Pour être dans l’actualité, puisque le collège de sa ville natale de Brumath vient d’être inauguré sous son nom, je voudrais savoir si Marcel Weinum était pour vous un nazi alsacien ? Condamné à mort, décapité à 18 ans en 1942 à la prison de Stuttgart, il était le chef du groupe de jeunes résistants La Main Noire qui avait harcelé les nazis à Strasbourg durant deux ans jusqu’à jeter une grenade dans la voiture du Gauleiter Wagner.
Oui car en Alsace et en Moselle il n’y avait plus d’administration française, plus l’ombre d’un préfet mais bien deux Gauleiter.

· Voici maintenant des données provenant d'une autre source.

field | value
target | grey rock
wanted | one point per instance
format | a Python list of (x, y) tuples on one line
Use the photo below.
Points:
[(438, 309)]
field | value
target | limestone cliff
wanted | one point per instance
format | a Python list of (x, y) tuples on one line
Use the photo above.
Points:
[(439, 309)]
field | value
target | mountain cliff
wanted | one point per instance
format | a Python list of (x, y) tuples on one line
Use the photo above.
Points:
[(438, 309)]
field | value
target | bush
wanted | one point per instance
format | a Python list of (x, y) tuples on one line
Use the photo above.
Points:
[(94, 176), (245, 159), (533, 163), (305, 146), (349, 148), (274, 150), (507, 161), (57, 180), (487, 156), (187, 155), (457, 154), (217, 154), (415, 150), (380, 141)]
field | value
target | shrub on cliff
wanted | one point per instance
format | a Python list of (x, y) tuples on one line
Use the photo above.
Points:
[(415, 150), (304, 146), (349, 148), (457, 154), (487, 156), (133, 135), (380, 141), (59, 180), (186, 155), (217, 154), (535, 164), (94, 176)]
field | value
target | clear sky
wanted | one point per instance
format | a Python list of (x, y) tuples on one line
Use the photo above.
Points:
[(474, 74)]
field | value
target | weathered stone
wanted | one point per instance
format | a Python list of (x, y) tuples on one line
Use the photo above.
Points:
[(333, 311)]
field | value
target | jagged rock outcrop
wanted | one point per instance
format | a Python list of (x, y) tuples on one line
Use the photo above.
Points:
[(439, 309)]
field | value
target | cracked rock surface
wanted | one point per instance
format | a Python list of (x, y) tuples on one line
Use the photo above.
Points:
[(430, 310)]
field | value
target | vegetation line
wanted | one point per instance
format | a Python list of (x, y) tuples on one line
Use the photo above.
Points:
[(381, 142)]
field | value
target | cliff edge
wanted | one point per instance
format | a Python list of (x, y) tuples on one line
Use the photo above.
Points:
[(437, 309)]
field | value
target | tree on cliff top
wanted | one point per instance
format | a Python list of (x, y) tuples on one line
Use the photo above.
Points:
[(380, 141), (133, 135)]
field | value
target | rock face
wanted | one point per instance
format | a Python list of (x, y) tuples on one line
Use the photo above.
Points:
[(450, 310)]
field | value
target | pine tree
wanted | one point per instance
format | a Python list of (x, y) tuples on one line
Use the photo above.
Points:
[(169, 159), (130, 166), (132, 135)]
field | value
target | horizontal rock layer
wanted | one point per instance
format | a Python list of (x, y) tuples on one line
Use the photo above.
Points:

Vous en savez assez ou plutôt vous n’avez pas voulu en savoir assez pour écrire un livre qui eût été intégralement le bel hommage à André Chaix qu’il aurait mérité d’être.
Marie Goerg-Lieby, présidente de l’AERIA,
en accord avec Jean-Marie Esch, président des Amis du mémorial de l’Alsace-Moselle, vice-président de l’AERIA
° Association pour des Etudes sur la Résistance des Alsaciens, fondée en 2002, conventionnée avec les Amis de la Fondation de la Résistance.